Because the AMA1 plasmid is difficult to insert into the fungal genome, it is easy to lose after being cultured under non-selective conditions, allowing for the reuse of dominant selection markers in the next transformation (Wang and Coleman, 2019). Therefore, in theory, the AMA1-based CRISPR/Cas9 genome-editing technology can achieve unlimited rounds of genetic engineering. In 2022, Meng et al. (2022) constructed an efficient CRISPR/Cas9 genome-editing system based on AMA1-based plasmids for the first time in C. militaris. The photoreceptor genes Cmwc-1 and Cmvvd were selected as the target genes, as the appearance of albinism or deepened color of mycelium could confirm their disruption. The plasmids pAMA1-Cas9-sgRNACmwc − 1 and pAMA1-Cas9-sgRNACmvvd were constructed and transformed into protoplasts by PEG-mediated transformation. The transformants were identified on a selective medium after light exposure, with efficiencies of 55.1 and 88.89%. To achieve a more precise target modification, mutants based on the vector harboring a sgRNA supplementation with an HDR template were obtained at an efficiency of 73.9%. Double-gene disruption of Cmwc-1 and Cmvvd was also achieved with an efficiency of 10%. The CRISPR/Cas9 system with endogenous tRNAPro of C. militaris and the heterologous chimeric RNA Pol III promoter AfU6-t RNA Gly exhibited an editing efficiency exceeding 80%, making them more suitable promoters. Finally, the transformation efficiency of PEG-mediated protoplast transformation and Agrobacterium-mediated transformation in C. militaris was compared. The results showed that the former had a notably higher efficiency than the latter. These findings hold tremendous potential for the utilization of CRISPR/Cas9 technology in characterizing gene function and molecular breeding of edible fungi in the future.

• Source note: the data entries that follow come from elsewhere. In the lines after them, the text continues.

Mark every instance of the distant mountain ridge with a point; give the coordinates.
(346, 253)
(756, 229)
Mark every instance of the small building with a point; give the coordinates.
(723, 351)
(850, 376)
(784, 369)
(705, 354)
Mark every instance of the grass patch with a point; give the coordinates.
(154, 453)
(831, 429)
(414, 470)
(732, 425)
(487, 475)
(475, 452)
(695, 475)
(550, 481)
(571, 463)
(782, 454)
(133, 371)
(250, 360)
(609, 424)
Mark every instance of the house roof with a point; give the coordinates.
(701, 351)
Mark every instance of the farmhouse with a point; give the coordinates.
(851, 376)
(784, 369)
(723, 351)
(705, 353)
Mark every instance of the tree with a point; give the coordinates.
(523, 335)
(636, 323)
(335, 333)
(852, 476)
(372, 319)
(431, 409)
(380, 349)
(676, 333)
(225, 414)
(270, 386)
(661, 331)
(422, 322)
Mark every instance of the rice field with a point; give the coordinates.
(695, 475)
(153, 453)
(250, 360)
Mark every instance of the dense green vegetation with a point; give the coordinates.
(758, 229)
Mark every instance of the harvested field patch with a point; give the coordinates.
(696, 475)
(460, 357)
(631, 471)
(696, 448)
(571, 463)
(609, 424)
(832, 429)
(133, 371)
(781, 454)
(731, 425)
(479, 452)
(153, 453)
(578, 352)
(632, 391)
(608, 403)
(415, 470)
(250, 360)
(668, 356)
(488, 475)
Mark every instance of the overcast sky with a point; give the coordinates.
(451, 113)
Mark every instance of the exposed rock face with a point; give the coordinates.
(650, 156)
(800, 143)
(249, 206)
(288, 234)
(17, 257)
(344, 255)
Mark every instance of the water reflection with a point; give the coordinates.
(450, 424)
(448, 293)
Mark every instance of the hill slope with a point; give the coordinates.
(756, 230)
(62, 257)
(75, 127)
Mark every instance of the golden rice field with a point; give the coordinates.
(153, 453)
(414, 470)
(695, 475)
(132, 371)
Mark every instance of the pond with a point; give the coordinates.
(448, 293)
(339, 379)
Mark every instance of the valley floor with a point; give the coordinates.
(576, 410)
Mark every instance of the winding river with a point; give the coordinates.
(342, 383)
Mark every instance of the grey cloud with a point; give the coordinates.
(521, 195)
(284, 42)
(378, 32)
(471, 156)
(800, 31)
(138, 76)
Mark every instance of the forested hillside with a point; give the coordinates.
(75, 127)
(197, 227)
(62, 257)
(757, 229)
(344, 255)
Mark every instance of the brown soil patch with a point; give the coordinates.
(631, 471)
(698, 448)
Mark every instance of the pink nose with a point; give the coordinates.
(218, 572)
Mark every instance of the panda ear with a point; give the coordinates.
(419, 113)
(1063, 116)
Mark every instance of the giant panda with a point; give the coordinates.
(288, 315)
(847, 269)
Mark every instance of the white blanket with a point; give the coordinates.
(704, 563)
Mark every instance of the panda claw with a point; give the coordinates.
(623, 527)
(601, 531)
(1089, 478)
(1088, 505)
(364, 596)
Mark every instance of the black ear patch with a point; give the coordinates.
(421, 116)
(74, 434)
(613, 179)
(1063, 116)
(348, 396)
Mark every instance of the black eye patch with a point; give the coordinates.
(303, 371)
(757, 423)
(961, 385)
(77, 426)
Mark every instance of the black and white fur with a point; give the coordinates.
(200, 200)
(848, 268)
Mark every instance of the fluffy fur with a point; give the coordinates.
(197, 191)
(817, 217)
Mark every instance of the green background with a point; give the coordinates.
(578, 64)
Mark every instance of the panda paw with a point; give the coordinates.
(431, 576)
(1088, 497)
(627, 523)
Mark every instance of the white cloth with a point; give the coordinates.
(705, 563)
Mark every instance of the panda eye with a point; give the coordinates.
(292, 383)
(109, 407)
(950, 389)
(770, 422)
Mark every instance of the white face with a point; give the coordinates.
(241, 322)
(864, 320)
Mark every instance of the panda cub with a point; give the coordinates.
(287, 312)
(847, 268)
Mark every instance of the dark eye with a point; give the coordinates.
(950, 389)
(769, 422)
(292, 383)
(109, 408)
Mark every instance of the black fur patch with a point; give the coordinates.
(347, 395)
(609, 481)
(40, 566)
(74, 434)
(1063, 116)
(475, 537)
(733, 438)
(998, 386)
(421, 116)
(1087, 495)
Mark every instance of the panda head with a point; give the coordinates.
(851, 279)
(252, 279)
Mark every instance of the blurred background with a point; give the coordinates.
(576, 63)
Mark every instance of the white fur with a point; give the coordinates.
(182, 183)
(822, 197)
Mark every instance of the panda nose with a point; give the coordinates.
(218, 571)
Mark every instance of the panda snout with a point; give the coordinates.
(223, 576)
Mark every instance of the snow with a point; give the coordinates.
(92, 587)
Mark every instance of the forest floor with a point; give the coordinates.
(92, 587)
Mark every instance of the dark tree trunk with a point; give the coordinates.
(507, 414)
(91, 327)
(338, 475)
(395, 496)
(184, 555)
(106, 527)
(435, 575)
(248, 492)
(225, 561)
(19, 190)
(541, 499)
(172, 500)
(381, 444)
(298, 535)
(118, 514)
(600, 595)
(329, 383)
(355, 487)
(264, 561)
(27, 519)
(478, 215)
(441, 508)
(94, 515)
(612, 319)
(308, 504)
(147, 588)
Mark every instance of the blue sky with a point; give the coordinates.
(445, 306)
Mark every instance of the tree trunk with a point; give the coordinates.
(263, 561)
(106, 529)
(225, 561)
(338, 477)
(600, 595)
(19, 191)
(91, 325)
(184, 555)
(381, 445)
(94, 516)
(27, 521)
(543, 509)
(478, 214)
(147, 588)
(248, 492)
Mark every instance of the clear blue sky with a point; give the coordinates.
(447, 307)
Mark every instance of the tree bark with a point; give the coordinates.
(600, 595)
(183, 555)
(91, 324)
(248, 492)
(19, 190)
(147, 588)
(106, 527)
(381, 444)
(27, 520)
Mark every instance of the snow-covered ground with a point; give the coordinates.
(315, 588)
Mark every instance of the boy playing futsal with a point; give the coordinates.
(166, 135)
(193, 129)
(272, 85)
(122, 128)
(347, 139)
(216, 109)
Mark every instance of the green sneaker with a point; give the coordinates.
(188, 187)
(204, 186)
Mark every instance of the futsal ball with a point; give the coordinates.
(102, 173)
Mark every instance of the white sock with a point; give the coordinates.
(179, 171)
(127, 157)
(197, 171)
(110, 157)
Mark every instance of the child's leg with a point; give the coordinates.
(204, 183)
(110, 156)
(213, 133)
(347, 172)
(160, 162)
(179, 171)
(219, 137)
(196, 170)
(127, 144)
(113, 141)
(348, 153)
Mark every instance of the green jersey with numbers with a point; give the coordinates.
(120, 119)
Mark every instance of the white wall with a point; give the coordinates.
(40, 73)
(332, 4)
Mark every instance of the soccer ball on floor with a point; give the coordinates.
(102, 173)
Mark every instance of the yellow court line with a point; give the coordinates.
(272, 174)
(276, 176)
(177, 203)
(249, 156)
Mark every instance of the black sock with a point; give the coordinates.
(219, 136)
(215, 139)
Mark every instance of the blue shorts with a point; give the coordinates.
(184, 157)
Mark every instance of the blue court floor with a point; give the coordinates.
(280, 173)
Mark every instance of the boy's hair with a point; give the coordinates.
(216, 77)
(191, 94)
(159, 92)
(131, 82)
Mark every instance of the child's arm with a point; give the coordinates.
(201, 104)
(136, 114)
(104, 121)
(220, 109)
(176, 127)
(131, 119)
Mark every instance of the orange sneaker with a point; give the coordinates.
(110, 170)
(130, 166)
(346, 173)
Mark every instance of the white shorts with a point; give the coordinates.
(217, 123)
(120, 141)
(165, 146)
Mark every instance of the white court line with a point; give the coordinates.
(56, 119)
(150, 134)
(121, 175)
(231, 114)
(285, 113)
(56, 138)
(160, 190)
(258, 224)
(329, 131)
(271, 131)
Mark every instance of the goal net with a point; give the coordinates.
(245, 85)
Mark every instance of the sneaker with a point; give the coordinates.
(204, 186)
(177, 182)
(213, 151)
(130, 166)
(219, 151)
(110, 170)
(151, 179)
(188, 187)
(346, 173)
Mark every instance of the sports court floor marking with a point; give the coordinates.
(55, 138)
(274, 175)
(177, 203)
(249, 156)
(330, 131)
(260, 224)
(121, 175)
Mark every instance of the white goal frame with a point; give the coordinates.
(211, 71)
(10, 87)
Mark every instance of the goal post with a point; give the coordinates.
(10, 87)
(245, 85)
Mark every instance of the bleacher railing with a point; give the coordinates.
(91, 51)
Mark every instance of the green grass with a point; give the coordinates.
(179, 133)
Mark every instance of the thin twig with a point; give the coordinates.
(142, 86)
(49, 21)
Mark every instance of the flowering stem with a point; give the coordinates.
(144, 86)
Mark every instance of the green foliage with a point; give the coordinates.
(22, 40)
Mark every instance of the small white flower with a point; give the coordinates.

3.10. Applications of CRISPR/Cas9 genome-editing technology in Shiraia bambusicola

Shiraia bambusicola, a member of the Ascomycete family, thrives on the twigs of bamboo. Its fruiting bodies showcase a superior ability to produce high-value pharmacological drugs such as hypocrellin. This compound has been widely applied in many pharmaceutical fields, including the treatment of sciatica, pertussis, tracheitis, and rheumatic arthritis (Zhao et al., 2016). Unfortunately, inadequate molecular tools have impeded research and utilization of this promising compound. In 2017, Deng et al. (2017b) constructed the CRISPR/Cas9 system in Shiraia sp. SUPER-H168 and successfully deleted the key gene in the hypocrellin biosynthesis pathway-polyketide synthase (SbaPKS). First, the PlentiU plasmid carrying hph was used as the starting vector. The human U6 promoter was used to activate the transcription of sgRNA, and the constitutive promoter ef1α was used to activate the expression of the Cas9 protein. The plasmids, harboring solely sgRNA and Cas9-hph, were transformed into the wild-type protoplast by PEG–CaCl2 transformation. There was no significant change in the morphology of the transformants compared with that of the wild-type strain, indicating that the Cas9 protein or sgRNA had no deleterious effect on the growth of the wild-type strain. Then, the PlentiU vector loaded with both sgRNA and Cas9-hph was transformed into Shiraia sp. SUPER-H168 to obtain the SbaPKS-edited mutant. The relative expression levels of SbaPKS and its adjacent genes in the ΔSbaPKS mutant were extremely downregulated compared with those of the wild-type strain, underscoring the involvement of SbaPKS in hypocrellin biosynthesis. The successful implementation of the CRISPR/Cas9 system in S. bambusicola will open a new window for deciphering the mechanism of hypocrellin biosynthesis and metabolites of medicinal fungi.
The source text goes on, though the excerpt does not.